Time Inc. said Tuesday that it swung to a second-quarter profit, thanks in part to cost-saving measures that counterbalanced declines in print advertising.

The New York-based publisher of InStyle, Fortune, Time and People spun off from Time Warner a year ago, and since then it has been slashing expenses and making strategic investments as it evolves the business to rely less on print and more on digital and events.

For the quarter ended June 30, the company swung to a profit of $24 million, or 22 cents a diluted share compared with a year-ago loss of $32 million, or 30 cents a share. Excluding items, it earned 27 cents a share.

Quarterly revenue slid 5.7 percent to $773 million from $820 million.

The media firm beat Wall Street’s projections of EPS of 15 cents on revenue of $758 million.

“When I returned to Time Inc. it was obvious to me that a key to our transformation was to extend our brands, our coverage and our deeply engaged audiences across all platforms; desktop, mobile, social, video, live media, commerce, products and services,” chairman and chief executive officer Joe Ripp said on Time Inc.’s earnings call. “We have been a standalone company for just over a year and our transformation continues to build momentum. Enhancing our core business is at the center of Time Inc. strategy. This begins with the reinvention of content creation for new age.”

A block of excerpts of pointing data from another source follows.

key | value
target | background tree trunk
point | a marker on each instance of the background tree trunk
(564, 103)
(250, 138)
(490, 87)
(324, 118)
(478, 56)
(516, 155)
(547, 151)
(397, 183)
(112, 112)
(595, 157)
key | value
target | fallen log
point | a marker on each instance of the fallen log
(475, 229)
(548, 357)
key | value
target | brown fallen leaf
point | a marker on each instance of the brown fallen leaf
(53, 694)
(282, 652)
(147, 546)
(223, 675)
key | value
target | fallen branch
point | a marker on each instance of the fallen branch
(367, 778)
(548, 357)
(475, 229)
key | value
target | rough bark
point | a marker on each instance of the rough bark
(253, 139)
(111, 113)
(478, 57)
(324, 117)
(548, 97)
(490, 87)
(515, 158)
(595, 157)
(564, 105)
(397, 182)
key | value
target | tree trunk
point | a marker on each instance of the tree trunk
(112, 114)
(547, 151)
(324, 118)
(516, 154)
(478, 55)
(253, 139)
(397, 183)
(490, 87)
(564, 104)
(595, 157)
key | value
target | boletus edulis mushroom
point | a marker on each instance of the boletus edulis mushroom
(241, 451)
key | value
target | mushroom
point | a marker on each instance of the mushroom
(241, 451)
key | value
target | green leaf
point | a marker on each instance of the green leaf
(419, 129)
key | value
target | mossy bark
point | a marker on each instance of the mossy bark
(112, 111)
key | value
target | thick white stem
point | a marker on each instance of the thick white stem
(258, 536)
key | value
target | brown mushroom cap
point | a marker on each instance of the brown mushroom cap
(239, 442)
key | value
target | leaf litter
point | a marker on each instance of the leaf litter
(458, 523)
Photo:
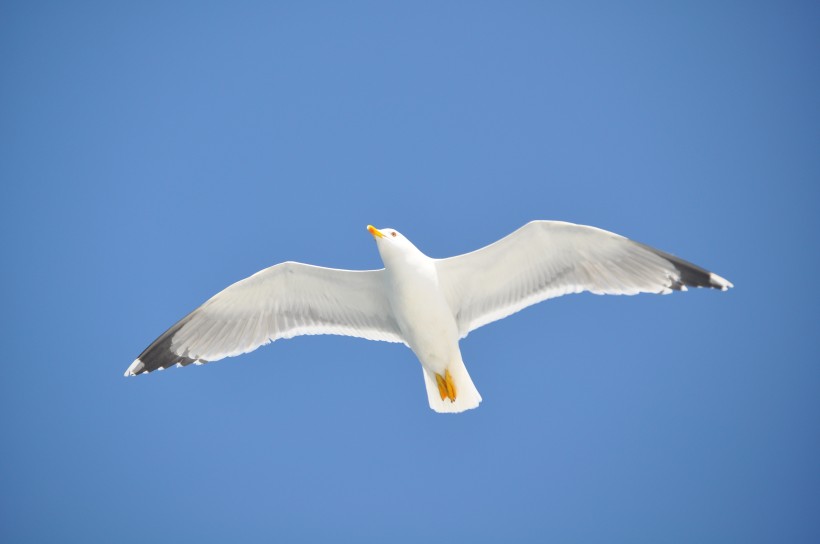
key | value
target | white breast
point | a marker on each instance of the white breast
(422, 313)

Although Time Inc. is focusing on its digital future, print is still responsible for the bulk of the company’s advertising revenue.

During the quarter, the publisher said print advertising revenues declined 11.4 percent to $343 million from $387 million. Digital ad sales grew 4.1 percent to 77 million, from $74 million, a year earlier.

Revenues from circulation remained relatively flat, slipping 1.6 percent to $254 million.

Time Inc. said results were helped by a strong dollar, which reduced editorial and production costs by 10.1 percent, as well as a 78.1 percent decline in restructuring and severance costs.